The Greatest Trick The Supreme Court Ever Pulled Was Convincing The World Roe v. Wade Still Exists

A Jurisprudence Of Doubt

Roe was a complicated opinion that is difficult to summarize in a few short sentences, but the gist of it is this: the Court recognized that women have a robust right to an abortion, especially in the first trimester of pregnancy, but that right becomes more qualified as the pregnancy progresses. Nevertheless, the Court recognized abortion as a “fundamental” right — meaning that any law abridging the right would be treated as preemptively unconstitutional. Moreover, while the justices did lay out a framework for when this presumption could be overcome, that framework provided few opportunities to do so during the earliest stages of the pregnancy. During the first trimester, “the attending physician, in consultation with his patient, is free to determine, without regulation by the State, that, in his medical judgment, the patient’s pregnancy should be terminated. If that decision is reached, the judgment may be effectuated by an abortion free of interference by the State.”

Nineteen years later, the justices largely abandoned Roe‘s framework. Though the Court’s 1992 opinion in Planned Parenthood v. Casey purported to retain Roe‘s “essential holding,” the opinion’s authors went out of their way to express their discomfort with this result. Despite “whatever degree of personal reluctance any of us may have,” the Court wrote in an unusual joint opinion signed by Justices Sandra Day O’Connor, Anthony Kennedy and David Souter, “the stronger argument is for affirming Roe’s central holding.”
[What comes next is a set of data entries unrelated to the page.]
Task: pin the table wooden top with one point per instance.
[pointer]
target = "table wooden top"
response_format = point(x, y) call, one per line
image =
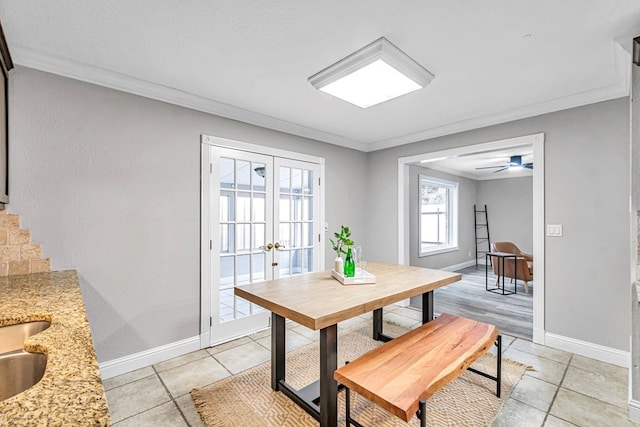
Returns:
point(317, 300)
Yet, while Casey did not strip women entirely of the rights they gained in Roe, it did qualify those rights significantly. The right to an abortion is no longer treated like a “fundamental” right under Casey. Nor do women in their first trimester of pregnancy enjoy the same robust protection that they once did under Roe. Indeed, where Roe proclaimed that such women enjoy a right to terminate their pregnancies “free of interference by the State,” Casey said the opposite — “it is an overstatement to describe [the abortion right] as a right to decide whether to have an abortion ‘without interference from the State.’”

Under Casey, a new standard would prevail. States are now free to regulate abortion so long as these laws do not impose an “undue burden” on the right to choose.

If you’re confused by the vagueness of this standard, you aren’t the only one. And the Court’s description of what constitutes an “undue burden” does little to clear up this confusion. “An undue burden exists, and therefore a provision of law is invalid,” according to Casey, “if its purpose or effect is to place a substantial obstacle in the path of a woman seeking an abortion before the fetus attains viability.” Abortion regulations would no longer be treated as preemptively unconstitutional, but instead would be weighed according to this highly flexible standard by hundreds of judges throughout the country.